# Quick change toolpost adapter for a 9x20



## JoeSixPack74 (Aug 6, 2013)

This took me a while to get around to this.  So I used all my eyeball engineering skills to produce this little part.  First out of the scrap pile I picked up a 7/8" piece of steel.  It used to be a steering stem for a chopper.  A bit of the rust was taken off to make it all shiny.  




It was then cut down to length and turned down to fit inside the quick change post.  




Then it was drilled and tapped for a 8 x 1.25mm thread.




Then drilled for a 3 1/2" x 1/4" rod through the center.  I flattened it on one side with a sledge hammer and what Harbor Freight calls an anvil.




Here it is mounted.  Not a bad addition to the lathe.

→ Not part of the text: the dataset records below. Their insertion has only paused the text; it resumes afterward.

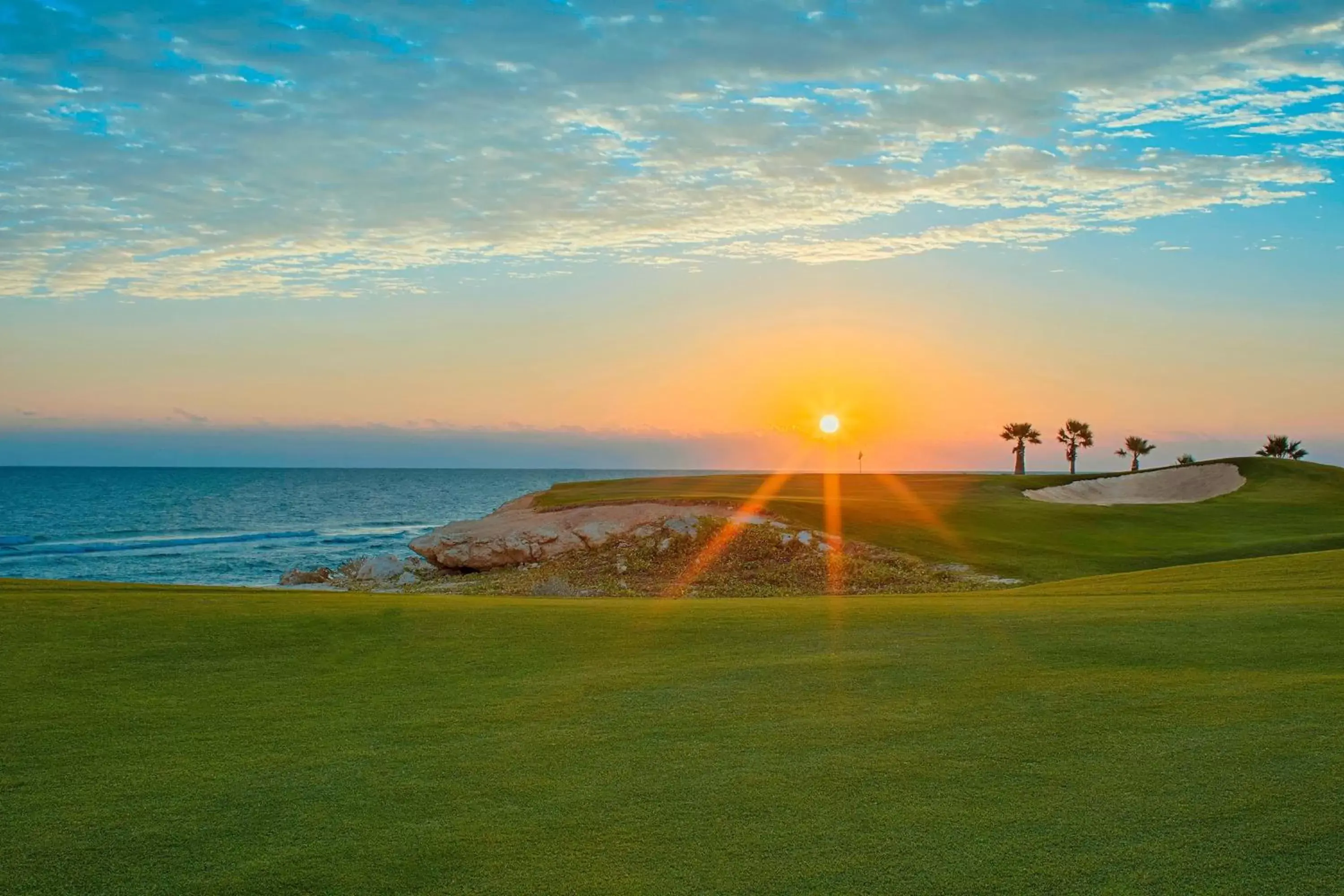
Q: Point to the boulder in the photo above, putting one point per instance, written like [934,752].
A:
[322,575]
[518,534]
[382,567]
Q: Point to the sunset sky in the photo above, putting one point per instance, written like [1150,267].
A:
[667,234]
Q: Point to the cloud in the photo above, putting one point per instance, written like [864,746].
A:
[189,417]
[152,151]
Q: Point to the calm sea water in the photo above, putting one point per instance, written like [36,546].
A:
[234,526]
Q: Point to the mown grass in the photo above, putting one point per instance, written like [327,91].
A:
[1168,731]
[1285,507]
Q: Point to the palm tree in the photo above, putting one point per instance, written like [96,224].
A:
[1136,448]
[1021,433]
[1280,447]
[1073,436]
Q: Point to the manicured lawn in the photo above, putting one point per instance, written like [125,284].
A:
[1168,731]
[1285,507]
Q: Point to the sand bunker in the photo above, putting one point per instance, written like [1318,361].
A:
[1172,485]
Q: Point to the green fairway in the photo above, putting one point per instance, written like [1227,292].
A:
[1285,507]
[1168,731]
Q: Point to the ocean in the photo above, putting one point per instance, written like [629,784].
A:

It was nice to figure out how to get a fine surface finish with this Jet BD920.  Slowing down the feed and re-doing the cross slide helped big time.


----------



## xman_charl (Aug 7, 2013)

Charlies 9x20....


----------



## Rbeckett (Aug 7, 2013)

Just in case you haven't seen it Grizzly is offering the 4 bolt tool holder mod plate on their site through Amazon for 46.00 with free shipping.  That is one of the best and most important mads you can do to any one of the 9X20 family of lathes.  I was on Grizz looking for something else and stumbled on it premade and ready to go.  Finding a suitable piece of 1/2 or 3/4 material and doing the milling and drilling will cost you about the same and  you will be done with it in no time at all.  My 9X came from it's prev owner with the mod don, but if it hadn't been that would be the 1st thing I bought or spent any money or time on.  If you are interested it is on the Grizzly tools home page on page 2 or 3.  PM me if you cant find it.

Bob


----------



## JoeSixPack74 (Aug 8, 2013)

Actually I did the 4 post mod earlier this year.  That made a ton of difference.  This quick change once I set it up the tool adapters is also a great mod.  In fact it really made the machine a real joy to use.  I only get time on weekends and late nights to use it.  So hopefully it will get used more.  Made a adapter for a Harbor Freight bearing race and seal install kit today.


----------